Tag Archive | "creditor"

Negotiating Debt Settlements Once And For All

CuraDebtWinning a debt settlement negotiation is mainly about knowledge and talent (See CuraDebt review). Knowing what to say and how to say it, you can always get a lender or collecting agency to cut your delinquent bills in half. Before contacting your creditor, think about how you will negotiate your credit rating, what should be included in the agreement, how you would pay them, what will happen if you still fail to pay, how to stop the creditor if they try to collect the difference, and how the IRS is involved.

How will I negotiate my credit rating?

In exchange for your payment, you can ask the creditor to cancel the negative entry on your report. If you cannot get a deletion, why not go for a paid as agreed, unrated status, or current account? Avoid negative listings such as account closed, paid charge off, settled or repossessed. In addition, you want ‘paid in full’ with no more collection on your account indicated in the agreement. If your creditor will agree with your requests, then don’t pay them.
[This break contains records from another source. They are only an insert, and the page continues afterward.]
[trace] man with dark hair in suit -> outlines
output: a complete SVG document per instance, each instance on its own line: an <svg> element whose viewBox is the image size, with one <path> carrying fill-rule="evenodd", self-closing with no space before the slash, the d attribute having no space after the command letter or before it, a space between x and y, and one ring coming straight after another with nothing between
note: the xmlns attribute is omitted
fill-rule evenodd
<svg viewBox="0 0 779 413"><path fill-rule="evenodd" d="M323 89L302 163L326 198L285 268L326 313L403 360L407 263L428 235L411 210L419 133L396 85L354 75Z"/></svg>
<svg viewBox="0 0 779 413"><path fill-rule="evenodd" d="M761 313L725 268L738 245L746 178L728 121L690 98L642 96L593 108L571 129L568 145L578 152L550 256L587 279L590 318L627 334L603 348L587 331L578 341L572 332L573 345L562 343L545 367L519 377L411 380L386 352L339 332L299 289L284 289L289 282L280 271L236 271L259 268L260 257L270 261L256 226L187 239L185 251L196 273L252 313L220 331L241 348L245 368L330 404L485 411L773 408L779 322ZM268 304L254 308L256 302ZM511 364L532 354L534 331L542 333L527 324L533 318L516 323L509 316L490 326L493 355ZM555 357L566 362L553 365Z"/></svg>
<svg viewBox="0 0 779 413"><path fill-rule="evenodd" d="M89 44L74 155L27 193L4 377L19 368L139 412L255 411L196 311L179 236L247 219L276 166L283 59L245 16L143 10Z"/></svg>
What should be included in the agreement?

First, find a lawyer to review your agreement, and ensure that all your terms are in the agreement before you send any money. Draw up the settlement, or wait for your creditor to send it to you. Send out your agreement and wait for the lender or collection agency to sign it before returning it. Ask the financial agency to send the agreement by fax, then by a letter.

How about paying them?

After the lender signs the settlement agreement, you can send your payment with a copy of the agreement by a wire transfer, overnight mail, quick collect, or Fed Ex. Do not use a check as the creditor will acquire your checking information and you do not want them taking out payments, would you? Rather, use a cashier’s check, a prepaid credit card, or money order with the exact amount. Be sure you keep and store receipts out of harm’s way.

What if I cannot keep my agreement? What can ensue?

If you do not strive to meet your commitment, your creditor will reinstate your original terms, adding late and over the limit fees. Moreover, interest rates will go up, and you can probably even be sued.  Then once again the phone calls will begin and they will try to collect the debt from you.

What if the creditor tries to collect the difference in my settlement?

Believe it or not creditors try these unethical tactics more than you think.  In certain states, this is illegal, and you’ll have to write your creditor, letting them know that. Other states permit creditors to come after you to collect the difference. In this case, you’ll find that the creditor has written or stamped the words “without prejudice” or “under protest” on your check.

How is the IRS involved in your debt settlement?

When a creditor settles an obligation for less than what’s owed, they have forgiven the difference on what you owed. A creditor has to report any amount forgiven above $600 to the IRS for taxes. The creditor also has to send you a 1099-c form showing the amount deducted in the settlement. The IRS considers the money a gain to you and for that reason, is income. You are required to pay taxes on this gain by law.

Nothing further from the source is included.